Basel I was implemented in the late 1980s to try and increase capital levels in banks throughout the major economies, and to create a more level playing field in international markets. In both these aims, it was in the short term very successful: capital levels did increase across the world economy.

However, Basel I was a short term fix; it is very crude and creates perverse incentives. As well as being too lenient on securitization that does not truly transfer risk, it incentivizes banks towards trashing the quality of their loan books. For example, all corporate loans attract a 100% risk weight (i.e. require $8 of capital for every $100 lent) , regardless of whether the loan is to Microsoft (AA+), or Dynegy (CC). So lending to high margin risky names creates a better return on capital.

The point that the critics often miss is that Basel I is broken. This is why we got Basel II: if we are to have risk based capital rules (and that is the big if), then we need to discriminate between credits. If we want to discriminate between credits, what alternatives are there? Well there are the Rating Agency ratings, or internal bank ratings and …. er….. that’s it. This is the point that the critics need to address: what else would you do? Sticking with Basel I is clearly not a safe option either.

The situation with straightforward lending is bad enough, but it gets much worse with more complex products, but this outcome was inevitable given the starting point. If we have risk-based capital rules, then the regulations will have to try to cover the risks in more and more detail, playing catch up with the banks and other institutions, which will always evolve and adapt faster than the rules can. With each iteration, they create ever greater market distortions. And then there is the problem that these rules are applied globally, so institutions everywhere will adapt to the rules in the same way, which in a crisis will probably not be a good way.
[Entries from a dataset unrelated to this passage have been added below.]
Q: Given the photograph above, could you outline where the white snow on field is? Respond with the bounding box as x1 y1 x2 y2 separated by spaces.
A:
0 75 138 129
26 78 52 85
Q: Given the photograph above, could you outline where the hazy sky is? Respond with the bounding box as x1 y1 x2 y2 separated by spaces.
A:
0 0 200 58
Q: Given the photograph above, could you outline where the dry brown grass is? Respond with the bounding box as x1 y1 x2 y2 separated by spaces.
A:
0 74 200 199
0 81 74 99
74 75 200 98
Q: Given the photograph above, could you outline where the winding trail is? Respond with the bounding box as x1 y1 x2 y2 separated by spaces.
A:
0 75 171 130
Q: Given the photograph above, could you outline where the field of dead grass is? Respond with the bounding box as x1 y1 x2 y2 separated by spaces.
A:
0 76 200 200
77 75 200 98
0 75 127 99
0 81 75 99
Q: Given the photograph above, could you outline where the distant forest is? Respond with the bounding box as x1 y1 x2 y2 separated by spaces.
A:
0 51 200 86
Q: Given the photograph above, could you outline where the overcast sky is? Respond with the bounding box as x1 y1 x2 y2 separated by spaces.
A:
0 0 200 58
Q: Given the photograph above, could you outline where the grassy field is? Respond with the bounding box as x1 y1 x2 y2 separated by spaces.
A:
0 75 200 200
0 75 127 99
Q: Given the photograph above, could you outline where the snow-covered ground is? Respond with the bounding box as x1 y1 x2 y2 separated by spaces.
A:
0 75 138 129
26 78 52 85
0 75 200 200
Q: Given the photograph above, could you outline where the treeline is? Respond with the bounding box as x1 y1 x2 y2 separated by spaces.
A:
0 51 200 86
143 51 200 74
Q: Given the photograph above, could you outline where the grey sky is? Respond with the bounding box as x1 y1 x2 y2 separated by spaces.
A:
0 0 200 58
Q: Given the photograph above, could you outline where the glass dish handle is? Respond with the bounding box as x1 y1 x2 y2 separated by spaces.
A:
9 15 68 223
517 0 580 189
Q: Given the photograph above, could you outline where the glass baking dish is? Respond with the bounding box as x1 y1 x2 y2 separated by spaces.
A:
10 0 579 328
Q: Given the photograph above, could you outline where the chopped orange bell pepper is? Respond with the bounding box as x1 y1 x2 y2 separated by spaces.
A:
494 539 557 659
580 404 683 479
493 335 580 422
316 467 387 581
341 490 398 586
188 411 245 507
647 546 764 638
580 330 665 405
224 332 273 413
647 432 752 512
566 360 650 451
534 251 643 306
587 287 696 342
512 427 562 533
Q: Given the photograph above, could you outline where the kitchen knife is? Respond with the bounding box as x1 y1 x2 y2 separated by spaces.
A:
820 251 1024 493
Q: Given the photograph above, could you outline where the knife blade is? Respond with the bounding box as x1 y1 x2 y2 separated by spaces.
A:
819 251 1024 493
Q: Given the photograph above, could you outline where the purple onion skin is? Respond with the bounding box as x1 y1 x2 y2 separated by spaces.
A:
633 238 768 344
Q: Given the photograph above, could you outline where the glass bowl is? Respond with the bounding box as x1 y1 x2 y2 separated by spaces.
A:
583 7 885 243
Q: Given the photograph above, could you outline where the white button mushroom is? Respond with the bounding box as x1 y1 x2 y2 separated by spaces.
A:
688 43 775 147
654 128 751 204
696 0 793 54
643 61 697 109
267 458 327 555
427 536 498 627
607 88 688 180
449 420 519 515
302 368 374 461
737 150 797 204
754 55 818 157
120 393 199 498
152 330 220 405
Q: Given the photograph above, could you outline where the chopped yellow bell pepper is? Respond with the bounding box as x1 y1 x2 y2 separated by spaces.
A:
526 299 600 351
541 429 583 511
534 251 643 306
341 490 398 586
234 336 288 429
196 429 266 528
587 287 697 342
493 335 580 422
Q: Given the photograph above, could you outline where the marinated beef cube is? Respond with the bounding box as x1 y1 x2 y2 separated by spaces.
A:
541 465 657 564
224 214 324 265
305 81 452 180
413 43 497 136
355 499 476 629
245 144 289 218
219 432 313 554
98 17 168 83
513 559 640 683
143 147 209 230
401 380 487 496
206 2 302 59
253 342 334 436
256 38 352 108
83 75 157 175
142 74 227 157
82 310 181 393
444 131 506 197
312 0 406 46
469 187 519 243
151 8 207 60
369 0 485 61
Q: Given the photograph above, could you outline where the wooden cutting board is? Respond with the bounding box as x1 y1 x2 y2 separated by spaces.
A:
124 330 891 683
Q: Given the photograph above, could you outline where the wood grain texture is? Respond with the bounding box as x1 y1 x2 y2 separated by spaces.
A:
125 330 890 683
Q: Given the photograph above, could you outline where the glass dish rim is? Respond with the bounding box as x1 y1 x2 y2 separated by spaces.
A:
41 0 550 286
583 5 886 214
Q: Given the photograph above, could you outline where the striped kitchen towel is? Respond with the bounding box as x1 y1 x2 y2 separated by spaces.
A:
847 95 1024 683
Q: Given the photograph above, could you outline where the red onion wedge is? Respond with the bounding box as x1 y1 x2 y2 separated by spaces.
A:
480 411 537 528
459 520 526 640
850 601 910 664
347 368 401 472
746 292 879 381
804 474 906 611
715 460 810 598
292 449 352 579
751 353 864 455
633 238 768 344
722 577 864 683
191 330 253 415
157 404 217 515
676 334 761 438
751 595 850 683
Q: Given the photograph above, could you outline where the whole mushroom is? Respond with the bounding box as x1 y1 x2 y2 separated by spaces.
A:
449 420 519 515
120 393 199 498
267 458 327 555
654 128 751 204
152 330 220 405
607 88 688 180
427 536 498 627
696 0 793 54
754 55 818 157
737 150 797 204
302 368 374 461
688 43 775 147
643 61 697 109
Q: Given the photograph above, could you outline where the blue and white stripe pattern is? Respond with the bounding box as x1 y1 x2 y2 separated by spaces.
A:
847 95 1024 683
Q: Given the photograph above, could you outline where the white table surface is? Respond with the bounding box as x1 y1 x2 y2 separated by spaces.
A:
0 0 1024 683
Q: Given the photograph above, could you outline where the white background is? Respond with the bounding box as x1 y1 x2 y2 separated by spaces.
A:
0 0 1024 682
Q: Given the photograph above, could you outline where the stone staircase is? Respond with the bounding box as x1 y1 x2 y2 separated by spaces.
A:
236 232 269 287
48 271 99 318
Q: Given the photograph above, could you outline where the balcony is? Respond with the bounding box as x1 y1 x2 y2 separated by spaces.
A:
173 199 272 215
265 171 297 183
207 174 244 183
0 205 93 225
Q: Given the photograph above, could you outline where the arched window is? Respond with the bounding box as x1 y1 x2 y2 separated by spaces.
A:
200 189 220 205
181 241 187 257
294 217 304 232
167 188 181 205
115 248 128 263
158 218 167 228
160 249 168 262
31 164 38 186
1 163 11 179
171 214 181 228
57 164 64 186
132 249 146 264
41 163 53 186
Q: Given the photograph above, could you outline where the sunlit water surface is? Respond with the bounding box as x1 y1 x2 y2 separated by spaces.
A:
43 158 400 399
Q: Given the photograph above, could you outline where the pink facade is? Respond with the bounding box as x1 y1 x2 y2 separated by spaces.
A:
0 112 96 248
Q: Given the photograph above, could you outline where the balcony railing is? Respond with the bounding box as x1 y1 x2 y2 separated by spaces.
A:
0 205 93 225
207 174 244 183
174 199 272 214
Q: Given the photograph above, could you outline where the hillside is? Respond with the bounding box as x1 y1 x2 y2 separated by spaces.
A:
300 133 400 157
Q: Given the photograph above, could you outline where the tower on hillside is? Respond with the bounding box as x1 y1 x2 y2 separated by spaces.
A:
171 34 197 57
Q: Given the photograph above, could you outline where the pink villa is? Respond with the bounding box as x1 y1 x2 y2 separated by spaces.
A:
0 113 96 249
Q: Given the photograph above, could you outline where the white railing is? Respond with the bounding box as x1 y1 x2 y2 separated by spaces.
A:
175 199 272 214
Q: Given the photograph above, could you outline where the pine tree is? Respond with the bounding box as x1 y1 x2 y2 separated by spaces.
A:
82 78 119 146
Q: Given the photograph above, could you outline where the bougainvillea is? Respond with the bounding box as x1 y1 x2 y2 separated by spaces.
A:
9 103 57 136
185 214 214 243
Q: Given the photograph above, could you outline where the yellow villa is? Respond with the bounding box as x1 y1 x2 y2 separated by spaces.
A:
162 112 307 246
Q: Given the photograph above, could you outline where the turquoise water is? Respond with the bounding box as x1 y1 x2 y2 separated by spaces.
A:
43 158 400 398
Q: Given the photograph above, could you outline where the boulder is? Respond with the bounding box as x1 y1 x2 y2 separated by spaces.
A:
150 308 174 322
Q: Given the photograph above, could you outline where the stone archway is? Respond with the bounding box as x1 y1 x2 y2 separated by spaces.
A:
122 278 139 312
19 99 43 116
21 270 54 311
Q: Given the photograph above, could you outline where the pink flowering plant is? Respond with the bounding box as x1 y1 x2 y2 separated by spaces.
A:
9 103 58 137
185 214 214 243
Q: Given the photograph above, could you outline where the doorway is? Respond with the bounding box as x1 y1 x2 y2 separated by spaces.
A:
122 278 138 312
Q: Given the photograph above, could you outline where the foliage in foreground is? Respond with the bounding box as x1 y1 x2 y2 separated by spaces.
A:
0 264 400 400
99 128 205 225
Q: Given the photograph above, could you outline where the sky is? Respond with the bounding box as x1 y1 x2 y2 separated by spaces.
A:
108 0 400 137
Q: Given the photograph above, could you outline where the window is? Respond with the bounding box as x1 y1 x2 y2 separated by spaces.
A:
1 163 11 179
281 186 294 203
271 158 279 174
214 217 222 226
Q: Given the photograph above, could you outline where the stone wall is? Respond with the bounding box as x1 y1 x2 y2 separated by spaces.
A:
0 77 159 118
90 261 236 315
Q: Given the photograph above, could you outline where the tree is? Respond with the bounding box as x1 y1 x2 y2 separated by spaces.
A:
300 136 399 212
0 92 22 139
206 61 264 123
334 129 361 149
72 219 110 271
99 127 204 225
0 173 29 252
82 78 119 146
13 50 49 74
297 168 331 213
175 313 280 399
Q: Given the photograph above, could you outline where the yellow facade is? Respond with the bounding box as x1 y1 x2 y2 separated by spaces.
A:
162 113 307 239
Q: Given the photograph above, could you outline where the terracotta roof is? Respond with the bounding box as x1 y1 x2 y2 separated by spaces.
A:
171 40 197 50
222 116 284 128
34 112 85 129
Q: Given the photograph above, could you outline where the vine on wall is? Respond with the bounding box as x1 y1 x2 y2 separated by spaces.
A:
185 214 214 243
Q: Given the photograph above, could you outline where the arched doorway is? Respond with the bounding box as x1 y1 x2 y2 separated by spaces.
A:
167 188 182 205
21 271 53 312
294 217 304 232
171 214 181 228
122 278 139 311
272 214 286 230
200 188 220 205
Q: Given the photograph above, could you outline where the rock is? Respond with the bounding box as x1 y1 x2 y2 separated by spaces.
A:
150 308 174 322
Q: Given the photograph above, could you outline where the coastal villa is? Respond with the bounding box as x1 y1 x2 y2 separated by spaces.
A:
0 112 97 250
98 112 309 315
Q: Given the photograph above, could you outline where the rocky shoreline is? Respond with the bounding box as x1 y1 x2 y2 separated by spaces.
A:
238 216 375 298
These 2 issues (a) risk-based capital requirements and (b) global capital rules are the main problem. The Basel project seemed like a good idea in the mid 1980s but the monster that is the combination of Basel II, 2.5 and III is the logical result. Simpler, nationally grounded regulation which allows banks to compete and fail without threatening everybody’s taxes may seem like going backwards but maybe progress isn’t always such a good thing.